NYPL Researcher Spotlight: Miriam Schwartz

By Jeanne-Marie Musto, Librarian II
May 31, 2023
Stephen A. Schwarzman Building
close-up of Miriam Schwartz outdoors, smiling at the camera, with purple and black hair and wearing a purple shirt and black sweater

This profile is part of a series of interviews chronicling the experiences of researchers who use The New York Public Library's collections for the development of their work.

Miriam Schwartz is a Ph.D. candidate at the University of Toronto, where she works on Hebrew and Yiddish literature in the twentieth century, focusing on issues of language, translation, and ideology.

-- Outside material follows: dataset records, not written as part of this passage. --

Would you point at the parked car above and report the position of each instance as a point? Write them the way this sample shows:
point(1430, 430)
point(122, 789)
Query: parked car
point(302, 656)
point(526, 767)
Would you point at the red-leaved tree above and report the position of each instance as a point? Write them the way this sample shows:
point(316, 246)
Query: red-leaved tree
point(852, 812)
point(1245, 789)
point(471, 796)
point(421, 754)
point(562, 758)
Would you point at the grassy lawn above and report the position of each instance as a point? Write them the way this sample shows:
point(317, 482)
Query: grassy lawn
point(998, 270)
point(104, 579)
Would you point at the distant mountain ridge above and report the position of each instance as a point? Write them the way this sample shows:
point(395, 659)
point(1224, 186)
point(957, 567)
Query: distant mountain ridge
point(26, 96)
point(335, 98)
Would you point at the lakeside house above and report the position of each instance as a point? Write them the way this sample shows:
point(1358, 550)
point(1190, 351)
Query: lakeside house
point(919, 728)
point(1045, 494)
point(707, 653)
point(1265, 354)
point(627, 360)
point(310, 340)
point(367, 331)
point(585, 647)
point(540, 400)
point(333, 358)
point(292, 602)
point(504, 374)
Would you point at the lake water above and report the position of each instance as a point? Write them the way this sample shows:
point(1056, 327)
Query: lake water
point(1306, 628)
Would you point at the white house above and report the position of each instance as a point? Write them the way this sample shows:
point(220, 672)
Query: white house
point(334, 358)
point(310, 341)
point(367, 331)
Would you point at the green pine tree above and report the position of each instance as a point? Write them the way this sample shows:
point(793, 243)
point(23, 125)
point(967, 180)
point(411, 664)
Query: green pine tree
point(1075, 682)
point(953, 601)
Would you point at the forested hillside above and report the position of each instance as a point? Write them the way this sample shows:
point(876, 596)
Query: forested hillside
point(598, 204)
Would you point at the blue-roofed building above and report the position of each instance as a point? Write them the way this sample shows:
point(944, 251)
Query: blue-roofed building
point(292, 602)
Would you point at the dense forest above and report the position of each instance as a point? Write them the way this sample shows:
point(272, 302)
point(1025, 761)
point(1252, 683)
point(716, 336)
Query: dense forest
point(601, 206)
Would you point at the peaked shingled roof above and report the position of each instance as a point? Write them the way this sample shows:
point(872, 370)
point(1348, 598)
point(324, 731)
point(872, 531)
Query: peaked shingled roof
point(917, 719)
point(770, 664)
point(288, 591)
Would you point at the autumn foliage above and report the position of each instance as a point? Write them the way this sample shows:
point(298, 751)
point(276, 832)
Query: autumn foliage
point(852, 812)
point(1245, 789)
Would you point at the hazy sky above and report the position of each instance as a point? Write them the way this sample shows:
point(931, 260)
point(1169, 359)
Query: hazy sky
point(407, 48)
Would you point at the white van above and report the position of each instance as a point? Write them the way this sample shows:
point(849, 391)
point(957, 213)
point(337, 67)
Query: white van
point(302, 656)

Tell us about your research project.

My research project focuses on what I term “dubbed literature” and explores direct speech in Hebrew and Yiddish literature published in the 20th century, in different literary centers. I am researching the noticeable gap between the language as it appears on the page and the language of the story world in those works. Both Modern Yiddish and Modern Hebrew literature in the first decades of the 20th were transnational languages, languages without a home or defined boundaries. This diasporic state of writing created a multilingual literature that is written in a monolingual fashion, or under the façade of monolingualism. The allegedly monolingual texts of modern Jewish literature constantly suppress other languages—languages that do not appear in the text, yet are still present. In my work, I examine the different strategies employed by Jewish authors to signal the inherent multilingualism present in their works. 

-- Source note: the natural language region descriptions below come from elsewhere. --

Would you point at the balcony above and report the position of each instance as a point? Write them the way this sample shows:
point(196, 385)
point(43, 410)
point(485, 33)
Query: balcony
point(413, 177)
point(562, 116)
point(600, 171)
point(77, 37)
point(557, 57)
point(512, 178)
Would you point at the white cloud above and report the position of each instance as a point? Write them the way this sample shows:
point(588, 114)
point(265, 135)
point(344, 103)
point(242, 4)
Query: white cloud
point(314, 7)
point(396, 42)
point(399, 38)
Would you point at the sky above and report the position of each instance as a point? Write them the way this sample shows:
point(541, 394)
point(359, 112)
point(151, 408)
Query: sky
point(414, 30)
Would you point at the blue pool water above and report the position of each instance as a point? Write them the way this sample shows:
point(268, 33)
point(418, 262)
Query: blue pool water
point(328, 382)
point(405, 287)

Close-up photo, 3/4 view, of the head and shoulders of Rivke Rus. Black and white, grainy image.

Yiddish writer Rivke Rus (1912-1983)

Photo from Rivke Rus, Ahavah ḳetsarah: sipurim (Tel Aviv: Alef, [1982]), p. [7].

What brought you to The New York Public Library? 

I came to NYPL searching for the work of the Yiddish writer Rivke Rus (1912-1983). Rus was born in Galicia, studied in Vienna, and then immigrated to South America where she lived from 1937 until she immigrated once again to Palestine/Israel in 1944. While living in Argentina she started publishing her literary work in local newspapers, and she continued to publish in those newspapers throughout her career. Two of her novels were only serialized in the Buenos Aires-based newspaper Di Idishe tsaytung, and were not published in a book form. The Dorot Jewish Division at NYPL carries a wide selection of Yiddish newspapers, including Di Idishe tsaytung.

What research tools could you not live without? 

The internet. And especially the Yiddish Book Center’s Digital Library and Collections, and the National Library of Israel’s Historical Jewish Press collection.

How do you maintain your research momentum? 

I try to set small achievable goals at the beginning of each week, so I can measure my progress, and keep myself accountable.

After a day of working/researching, what do you do to unwind?

Take long walks, with friends or alone. 

What's your favorite distraction?

Baking and caring for my house plants.